The Opposing View: An Insider's Look at the San Francisco 49ers

49ers.com reporter Joe Fann answers five questions on the Seahawks' Week 7 opponent.

Following back-to-back losses, the Seahawks head to San Francisco in an unfamiliar place, trying to find their way after a 2-4 start. The 49ers have also had their early-season struggles and are also 2-4 following Sunday's win over Baltimore. A lot has changed for Seattle's NFC West rival, from the departure of Jim Harbaugh to several significant changes on the roster. To learn more about this week's opponent, we reached out to San Francisco 49ers team reporter Joe Fann (no really, that's his real name), who answered five questions on the 49ers:

Q: What does the post-Frank Gore era running game look like in San Francisco? And will Carlos Hyde be healthy enough to play? If not, who carries the load?

Fann: Hyde has assumed the bell cow role that Gore held for a decade in the Bay Area. The second-year back prides himself in his physicality and uses the word "violent" to best describe his running style. I'm guessing Seahawks fans also know a guy who fits that bill.

Bad jokes aside, it's fairly easy to see why the Marshawn Lynch comparisons arise when watching the tape. Hyde seeks out defenders to hit and never shies away from a collision. Best put, Hyde works to be the hammer and not the nail.

The running back is dealing with a foot injury that he'll likely have to play through all season. Hyde did say that the foot didn't get any worse in Week 6 which is good news given the short week.

The other name to watch is Reggie Bush. Jim Tomsula said that he's optimistic Bush will play on Thursday after missing Sunday's game with a calf injury.

If both Hyde and Bush are unable to go, rookies Jarryd Hayne and Mike Davis will share the carries. Hayne – yes, that's the guy who used to play in the Australian Rugby League – has been used primarily as a punt returner so far this season.

Q: It looks like Colin Kaepernick and the passing game took a step forward in Sunday's victory. What has been the key to the improvement there, and is it something that can continue to build upon?

Fann: There are a variety of contributing factors to the recent success of the passing game. Offensive coordinator Geep Chryst has dialed up a few quick passes to get Kaepernick in a rhythm early in games. Two weeks ago, it was back-to-back screen passes to Bruce Ellington to open the game. On Sunday, it was three early throws to fullback Bruce Miller.

In addition, the 49ers quarterback has spent more time under center, which has opened up the play action game.

To steal some coach speak, all of the tweaks still boil down to execution.
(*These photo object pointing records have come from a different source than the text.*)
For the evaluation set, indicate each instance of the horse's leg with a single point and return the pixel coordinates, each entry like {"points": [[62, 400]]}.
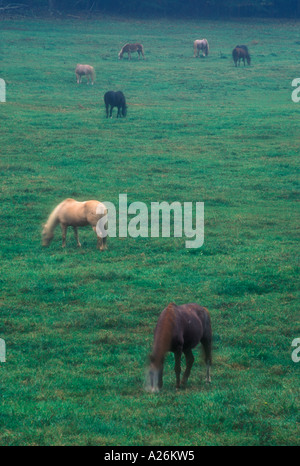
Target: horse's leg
{"points": [[177, 368], [189, 363], [64, 234], [100, 241], [207, 354], [76, 236]]}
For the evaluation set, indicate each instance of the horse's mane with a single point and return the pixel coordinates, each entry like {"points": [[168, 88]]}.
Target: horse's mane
{"points": [[164, 332]]}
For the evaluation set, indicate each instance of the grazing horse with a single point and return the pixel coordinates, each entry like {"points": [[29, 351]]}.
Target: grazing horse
{"points": [[115, 99], [128, 48], [179, 329], [201, 45], [76, 214], [240, 52], [86, 70]]}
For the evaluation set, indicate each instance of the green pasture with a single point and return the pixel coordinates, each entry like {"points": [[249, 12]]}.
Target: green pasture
{"points": [[78, 324]]}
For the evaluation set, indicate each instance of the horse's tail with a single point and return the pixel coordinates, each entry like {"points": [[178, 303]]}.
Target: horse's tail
{"points": [[93, 74], [207, 48], [122, 51], [164, 333], [50, 225]]}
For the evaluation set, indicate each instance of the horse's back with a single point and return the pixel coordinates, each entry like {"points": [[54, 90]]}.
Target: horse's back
{"points": [[191, 323]]}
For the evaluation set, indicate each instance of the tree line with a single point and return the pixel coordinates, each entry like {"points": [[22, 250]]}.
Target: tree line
{"points": [[191, 8]]}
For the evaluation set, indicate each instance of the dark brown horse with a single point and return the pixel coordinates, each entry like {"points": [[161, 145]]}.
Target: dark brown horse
{"points": [[179, 329], [115, 99], [240, 52], [128, 48]]}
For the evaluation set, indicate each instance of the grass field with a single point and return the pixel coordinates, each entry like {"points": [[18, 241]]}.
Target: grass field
{"points": [[78, 324]]}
Regardless of the exact reason for the success, receivers have been getting open and Kaepernick has made far better throws the last two weeks than he had the previous two games.

Q: How much are the offseason departures hurting the defense? And on the other side of that, what has the return of linebacker NaVorro Bowman meant to that group?

Fann: Any time there's turnover on a roster, there are going to be growing pains. That said, the 49ers experienced more turnover than most teams are accustomed to in a single offseason. No one within the organization has hid behind the departures or made excuses for any miscues so far this season.

The "next man up" mentality is alive and well with the 49ers and guys are working hard to make the most of their opportunities.

Bowman's return also cannot be understated. Even while the linebacker will admit he's not at the same level he was pre-injury, Bowman is the heart and soul of the 49ers defense. Bowman is still a three-down linebacker and has shown his ability to stifle a running game.

Watching Bowman collide with Lynch will be one of the marquee individual matchups in the game.

Q: San Francisco has allowed a league-worst 306.2 passing yards per game. Is that mostly on the secondary, or are other factors involved as well?

Fann: It's a combination of miscues in the secondary, an inconsistent pass rush and a ridiculous volume of passes that have been sent the 49ers way.

Between Eli Manning and Joe Flacco, the 49ers have faced a combined 107 pass attempts the last two weeks (54 from Manning and 53 from Flacco). In both of those games that yielded a combined 784 passing yards against San Francisco, the pass rush has failed to record a sack.

Conversely, the 49ers held Aaron Rodgers to 224 passing yards in Week 4 when they sacked the Green Bay Packers quarterback three times.

A productive pass rush will always work hand-in-hand with the secondary's success in coverage. That has been no different with this 49ers defense.

Q: With Jim Harbaugh gone and with both teams off to 2-4 starts, does the rivalry feel any different down there this week?

Fann: It's probably fair to say it's a bit different, more so because of the records. Both teams are desperate for a win and would be regardless of who their opponent was in Week 7.  The Pittsburgh Steelers did the NFC West a favor in Week 6 by beating the Arizona Cardinals, but the Seahawks and 49ers are still two games out of the division lead.

If anything, the motivation of playing against a rival might help players deal with a short week. Neither team will be 100% healthy nor fully prepared from a game-planning standpoint, but there's no doubt the adrenaline will be flowing when the team's take the field on Thursday night.